There are diverse ways you can get involved in caring for your newborn and not feel left out, such as
- Giving baths
- Reading to your baby
- diaper changing (not just during the day but in the middle of the night as well)
- Doing chores like laundry and dishes. You can also babywear while you go about with the chores
- Bottle feed the baby – if they are exclusively breastfed, care for them before and after mealtime.
- Pick a song to sing to them at bedtime
- Get snacks and drinks for your co-parent
- Ensure you spend time skin-to-skin with your baby to build a secure attachment.

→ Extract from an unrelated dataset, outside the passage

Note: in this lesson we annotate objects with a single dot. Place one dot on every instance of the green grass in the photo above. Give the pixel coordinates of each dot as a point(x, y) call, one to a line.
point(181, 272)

15. Maintain your sense of humor
Although parenting is mussy, challenging, tiring, and complicated, it is also thrilling, fun, and satisfying. What is vital in getting through these moments, be it good or bad, is the ability to laugh often.
Even if the diapers appear to be a blowout, or you haven’t had enough sleep or accidentally got breast milk poured into your tea, just laugh everything off as it will help you get through every one of the challenges.
You need sleep; your co-parent needs sleep; your baby needs sleep – the whole team needs sleep. There are different ways to go about sleep, but it might take some experimenting to figure out the one right for your family.
The important thing is that everyone should get some sleep.
You and your co-parent should take naps whenever you can and sleep in shifts so as to handle the chores and other responsibilities while the other person is having a break. However you handle it, be sure to see that everyone gets a chance to sleep.
17. Know your importance to your baby
There will definitely be many stages in your newborn’s life where you might feel unplugged or less important. Returning to work might be hard, and you might feel like a secondary caregiver, but working outside the home doesn’t make you less a great dad – you’re still your family’s provider.
There will be moments for you to shine in your newborn’s life, especially when they hold your fingers for the first time, or say ‘dada,’ or even when they want no other person but you to sing them their special song.
Being in it for the long haul is what fatherhood is all about. Being present in the life of your baby is a gift you give to them and yourself always.
Remembering and accepting the fact that there are times when your child will prefer or need your partner instead of you will make you less likely to draw back when you’re not needed.
Stay physically and emotionally present. Ensure that you’re available for both your child and partner, and don’t stop showing up. They need you at any given moment, even more than you imagine.